Fragile, TRES fragile
Légère
Transparente
Vide
Trois coups de pinceau rouge et argenté
Bulle de verre
Boule de Noël
A 4 ans, la petite fille l’avait rapportée de la crèche, comme la huitième merveille du monde, soigneusement emballée dans un petit carton de papier bariolé d’écoline. Elle la portait des deux mains, les yeux brillants, son unique fossette bien marquée, et elle disait : « Elle est fragile, TRES fragile ! »
Elle avait insisté pour qu’elle soit suspendue en dernier sur l’arbre de Noël, après tous les risques de secousses et de vibration, sur la plus haute branche pour que personne ne la touche. Lorsque le chat jouait avec une guirlande, elle poussait de hauts cris et le renvoyait sur son coussin. Le jour de la fête, la boule brillait à la lueur des bougies et la petite n’avait d’yeux que pour elle, oubliant les cadeaux cachés au pied de l’arbre.
Dernière suspendue, première dépendue. Seule sa maman avait le droit de la toucher, si légère et transparente. Toute la famille retenait sa respiration alors que, sur la pointe des pieds, la maman détachait délicatement le fin ruban des épines déjà sèches et la déposait tout aussi délicatement dans son écrin de papier de soie et refermait le couvercle décoré.

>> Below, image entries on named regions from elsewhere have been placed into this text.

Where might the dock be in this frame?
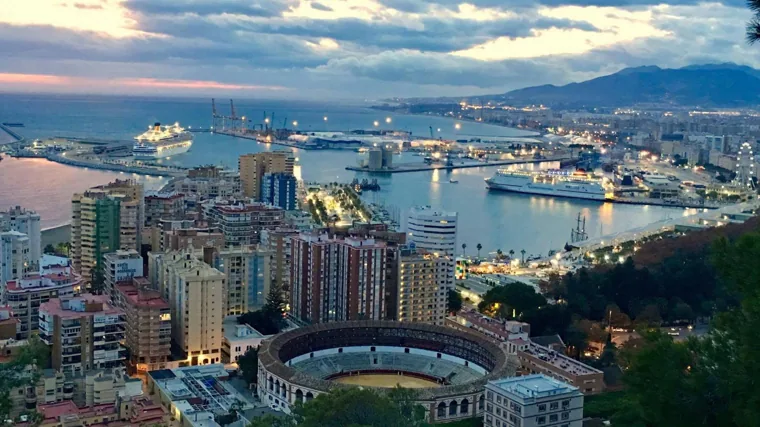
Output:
[346,156,573,173]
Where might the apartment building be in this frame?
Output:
[395,247,451,325]
[203,202,284,246]
[148,250,227,365]
[290,233,387,323]
[238,151,295,201]
[2,266,83,339]
[483,374,583,427]
[39,294,126,374]
[116,277,172,373]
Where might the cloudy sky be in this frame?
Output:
[0,0,760,99]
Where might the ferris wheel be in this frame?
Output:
[734,142,755,188]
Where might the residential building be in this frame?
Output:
[0,206,42,263]
[290,233,387,323]
[116,277,172,373]
[222,316,271,363]
[261,172,298,211]
[103,249,143,300]
[149,250,227,365]
[148,363,253,427]
[39,294,126,373]
[395,247,451,325]
[0,306,21,342]
[71,180,144,282]
[212,246,272,316]
[406,206,457,290]
[508,340,604,395]
[2,267,82,339]
[483,374,583,427]
[203,202,284,246]
[238,151,295,201]
[0,231,33,285]
[145,192,185,227]
[259,228,299,292]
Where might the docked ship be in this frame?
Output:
[132,123,193,159]
[486,170,614,201]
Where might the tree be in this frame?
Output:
[249,387,427,427]
[478,282,546,319]
[447,289,462,313]
[238,347,259,384]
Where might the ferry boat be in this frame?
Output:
[132,123,193,159]
[486,170,614,201]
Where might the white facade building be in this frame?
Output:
[406,206,458,289]
[483,374,583,427]
[0,206,42,263]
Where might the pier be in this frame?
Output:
[346,156,572,173]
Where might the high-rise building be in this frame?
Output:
[149,250,227,365]
[0,206,42,264]
[145,193,185,227]
[71,180,144,282]
[115,277,172,372]
[395,247,451,325]
[238,151,295,201]
[103,249,143,299]
[261,172,298,211]
[260,228,299,292]
[2,266,82,339]
[406,206,457,290]
[0,231,33,286]
[211,246,272,316]
[203,202,284,246]
[483,374,583,427]
[290,234,387,323]
[40,294,126,374]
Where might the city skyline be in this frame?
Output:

Ce n’est qu’une bulle de verre, décoré de trois coups de pinceau rouge et argenté, un cadeau vite fait mais ô combien précieux. Sa valeur tient dans sa fragilité. Une bulle vide, mais pleine d’affection, de chaleur et de sens.
Année après année, elle est toujours là, dernière suspendue, première dépendue, manipulée avec la plus grande délicatesse. Emballée avec soin, décorée de quelques perles du suif rouge et or, elle attend le prochain Noël…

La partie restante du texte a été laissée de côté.